I have to back step on a comment I made in the previous exchange. I do get wading on the nozzle during the initial layer, so I think the collection is coming directly from the nozzle opening, rather than coming back off of the print. I’m going to try a different nozzle. Go from a NozzleX to something else.

If you print PC and have any tips, please reply.

If it is a first layer problem, maybe decreasing the first layer squish would help. You might be dragging plastic back off the first layer. Increasing the first layer thickness might also help. I have generally found having a nice thick first layer is helpful. I usually run the first layer at 80% of the nozzle diameter.

Thanks for that idea. I’m collecting PC when applying the first layer, 2nd, 3rd and all the way through the last extrusion on the last layer. .5mm nozzle, layers at .4mm height. Flow has been set between 75-90%…best setting for XStrand was 80%, best setting for CarbonX was 80-85%.
I had been laying .6mm width…I will try .4mm width, narrower than the nozzle opening.

The heat block is regulated at 290c. If I insulate it, it will still regulate at 290c…Using less electricity to achieve and maintain 290c.

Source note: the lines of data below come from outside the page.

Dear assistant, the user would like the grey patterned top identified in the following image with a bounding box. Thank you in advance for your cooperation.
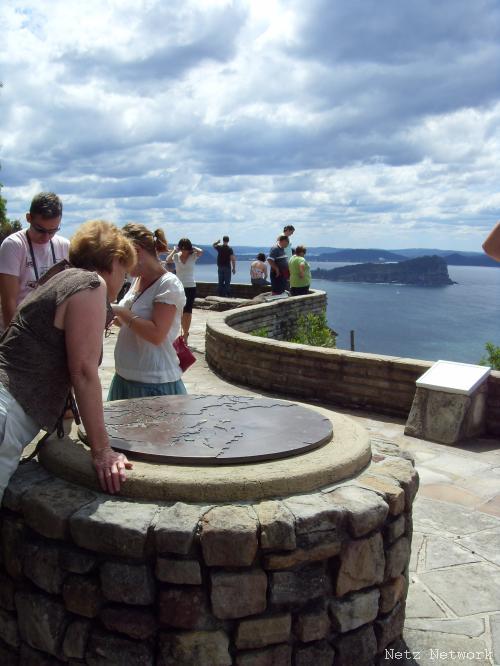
[0,268,100,432]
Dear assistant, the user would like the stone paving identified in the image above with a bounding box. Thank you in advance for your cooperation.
[101,310,500,666]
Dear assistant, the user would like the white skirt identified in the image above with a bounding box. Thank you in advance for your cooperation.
[0,384,40,504]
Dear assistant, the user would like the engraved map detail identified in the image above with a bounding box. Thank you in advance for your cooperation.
[80,395,332,465]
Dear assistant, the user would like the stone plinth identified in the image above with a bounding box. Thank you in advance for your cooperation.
[80,395,333,466]
[0,396,418,666]
[36,396,371,502]
[405,361,490,445]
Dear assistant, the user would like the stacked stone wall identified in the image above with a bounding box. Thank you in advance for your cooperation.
[0,442,418,666]
[206,291,500,435]
[196,282,271,298]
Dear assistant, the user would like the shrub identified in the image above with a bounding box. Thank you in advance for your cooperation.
[479,342,500,370]
[287,312,335,347]
[250,326,269,338]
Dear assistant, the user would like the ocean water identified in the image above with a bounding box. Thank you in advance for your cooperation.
[192,261,500,363]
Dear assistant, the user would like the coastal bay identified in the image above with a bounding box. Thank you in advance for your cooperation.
[196,261,500,363]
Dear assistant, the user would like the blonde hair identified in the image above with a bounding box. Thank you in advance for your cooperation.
[122,222,168,256]
[69,220,137,273]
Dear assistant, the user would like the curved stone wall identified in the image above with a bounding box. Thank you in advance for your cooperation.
[206,290,500,428]
[0,442,418,666]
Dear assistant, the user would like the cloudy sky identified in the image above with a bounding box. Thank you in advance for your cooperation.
[0,0,500,251]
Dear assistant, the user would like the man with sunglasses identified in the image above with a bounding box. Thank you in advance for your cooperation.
[0,192,69,328]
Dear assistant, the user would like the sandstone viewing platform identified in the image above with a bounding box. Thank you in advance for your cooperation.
[0,298,500,666]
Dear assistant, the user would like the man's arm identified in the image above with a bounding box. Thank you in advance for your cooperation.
[483,222,500,261]
[0,273,21,328]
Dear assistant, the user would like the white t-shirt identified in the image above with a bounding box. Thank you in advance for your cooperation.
[174,252,198,287]
[115,273,186,384]
[0,229,69,305]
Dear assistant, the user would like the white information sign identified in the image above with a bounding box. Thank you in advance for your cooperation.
[416,361,491,395]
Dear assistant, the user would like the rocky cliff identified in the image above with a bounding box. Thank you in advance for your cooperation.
[311,255,455,287]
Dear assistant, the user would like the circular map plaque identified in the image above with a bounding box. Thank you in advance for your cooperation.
[80,395,333,465]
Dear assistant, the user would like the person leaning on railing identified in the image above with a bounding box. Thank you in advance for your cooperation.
[0,221,136,501]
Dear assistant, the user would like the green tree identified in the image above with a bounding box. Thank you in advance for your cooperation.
[288,312,336,347]
[479,342,500,370]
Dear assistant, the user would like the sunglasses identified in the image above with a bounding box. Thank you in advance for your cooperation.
[30,222,61,236]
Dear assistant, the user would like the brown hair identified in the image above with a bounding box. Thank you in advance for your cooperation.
[69,220,137,272]
[122,222,168,256]
[30,192,62,220]
[177,238,194,254]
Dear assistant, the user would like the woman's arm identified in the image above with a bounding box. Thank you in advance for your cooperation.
[483,222,500,261]
[64,284,132,493]
[111,303,176,345]
[165,245,177,263]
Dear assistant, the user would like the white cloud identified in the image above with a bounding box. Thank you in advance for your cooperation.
[0,0,500,250]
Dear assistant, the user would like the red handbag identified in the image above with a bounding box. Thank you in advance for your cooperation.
[173,335,196,372]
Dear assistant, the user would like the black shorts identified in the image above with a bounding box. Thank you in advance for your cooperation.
[183,287,196,312]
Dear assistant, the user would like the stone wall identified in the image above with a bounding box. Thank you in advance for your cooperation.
[206,291,500,435]
[196,282,271,298]
[0,442,418,666]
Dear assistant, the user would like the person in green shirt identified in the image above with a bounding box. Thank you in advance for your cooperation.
[288,245,311,296]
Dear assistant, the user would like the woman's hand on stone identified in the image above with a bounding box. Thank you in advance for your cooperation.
[92,447,133,495]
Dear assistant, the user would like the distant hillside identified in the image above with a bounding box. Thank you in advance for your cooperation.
[443,252,500,267]
[311,255,455,287]
[192,245,500,268]
[317,249,406,262]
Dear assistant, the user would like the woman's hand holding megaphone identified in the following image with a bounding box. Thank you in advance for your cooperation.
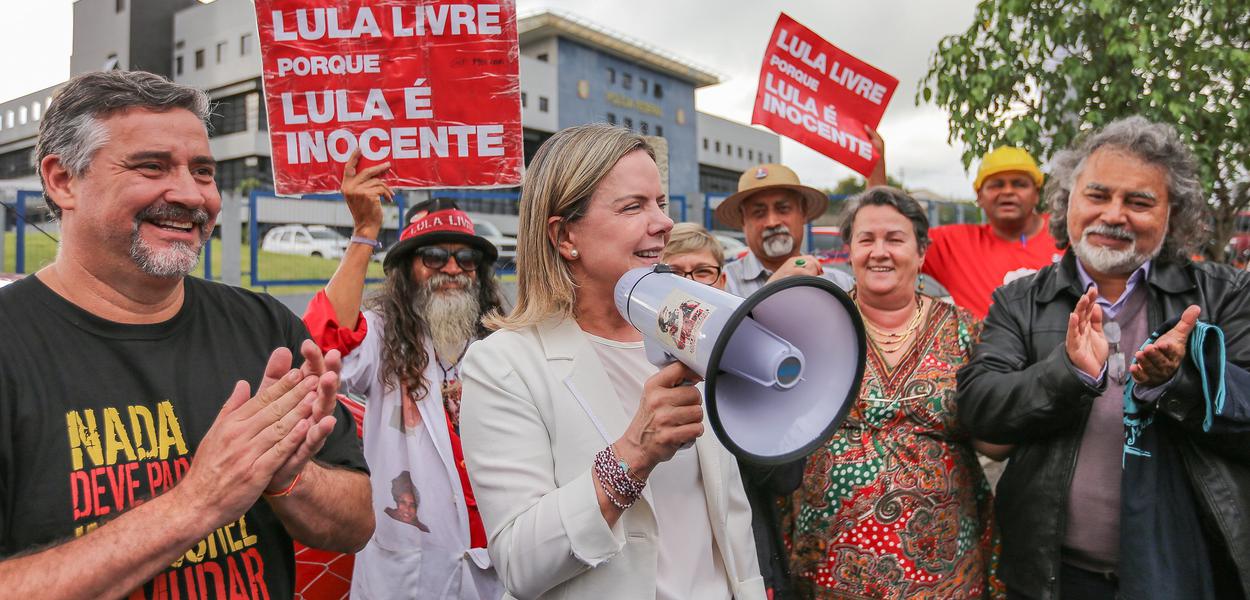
[616,361,704,481]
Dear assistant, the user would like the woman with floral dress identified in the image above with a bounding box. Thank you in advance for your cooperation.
[789,188,1008,599]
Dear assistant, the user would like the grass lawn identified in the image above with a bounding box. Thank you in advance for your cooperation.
[0,231,515,294]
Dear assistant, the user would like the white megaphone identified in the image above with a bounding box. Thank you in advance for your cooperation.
[615,265,865,465]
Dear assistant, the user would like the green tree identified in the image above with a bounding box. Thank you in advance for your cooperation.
[916,0,1250,259]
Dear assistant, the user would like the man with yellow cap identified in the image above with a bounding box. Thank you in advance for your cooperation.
[921,146,1063,319]
[716,164,855,296]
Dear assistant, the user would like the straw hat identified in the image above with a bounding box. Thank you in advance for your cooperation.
[716,164,829,229]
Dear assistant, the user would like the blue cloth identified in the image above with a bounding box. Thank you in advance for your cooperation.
[1120,319,1250,600]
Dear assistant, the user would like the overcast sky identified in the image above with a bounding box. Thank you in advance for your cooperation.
[0,0,976,199]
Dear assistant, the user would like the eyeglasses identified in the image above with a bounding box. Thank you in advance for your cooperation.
[416,246,483,271]
[1103,319,1129,385]
[669,265,720,285]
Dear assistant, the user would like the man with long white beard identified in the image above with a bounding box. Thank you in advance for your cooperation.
[304,155,503,600]
[955,116,1250,600]
[716,165,855,296]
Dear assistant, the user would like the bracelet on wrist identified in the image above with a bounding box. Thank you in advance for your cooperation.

It has ‘brand’ new thermister and heater.

If anyone has experience with PolyCarbonate, and especially Fiber filled PC. Please, chime in.

Been printing a part with .4mm width and .4mm height. I’m getting just as much wading. The part is still printing as I write.

If anyone has resolved such a problem with PolyCarbonate, and especially Fiber filled PC. Please, chime in.

I’ve changed the nozzle from coated hardened steel Nozzle X (been using NozzleX from beginning) to a regular hardened steel nozzle, and there’s no difference in the collection of PC around the nozzle. It collects just as much, just as quickly as did the NozzleX.

A demonstration of my hunch:


Here above is a picture of a few inches of the gray Fiberglass filled Polycarbonate extruding. Note how it doesn’t flow downward, but seems to move towards the hot nozzle and block, then loop away, then the loop moves towards the nozzle & block again, touches here and there.

Here below

is a picture of a few inches of white PLA extruding. Note how it flows out like a faucet, straight down from the nozzle.

My “hunch” is; Polycarbonate is attracted to heat that is greater than its own temperature. As the extruded material cools outside the nozzle, it cools fastest from the outside of the bead. One side of the bead may be cooler than another side, so the core of the bead moves towards the hotter side causing a bend or loop. One edge of the loop gets close to the nozzle, heating it back up and intensifying the internal heat differential and magnifying the warping loop until it touches the hot nozzle. Then causing other loops to do the same, and influencing multiple loops, many then reaching the hot surface of the nozzle and block. THIS IS JUST MY HUNCH. It might be a working explanation. My production problem is explained in detail at the top/beginning of this thread.

If anyone has resolved such a problem with Polycarbonate, and especially Fiber Filled PC, Please chime in. Note; I have been using the Nozzle X with the same results.

Looks like too much cooling to me. It doesn’t look like it’s sticking to your nozzle, just warping as it cools. If so, I would worry less about this and more about what it looks like when actually printing.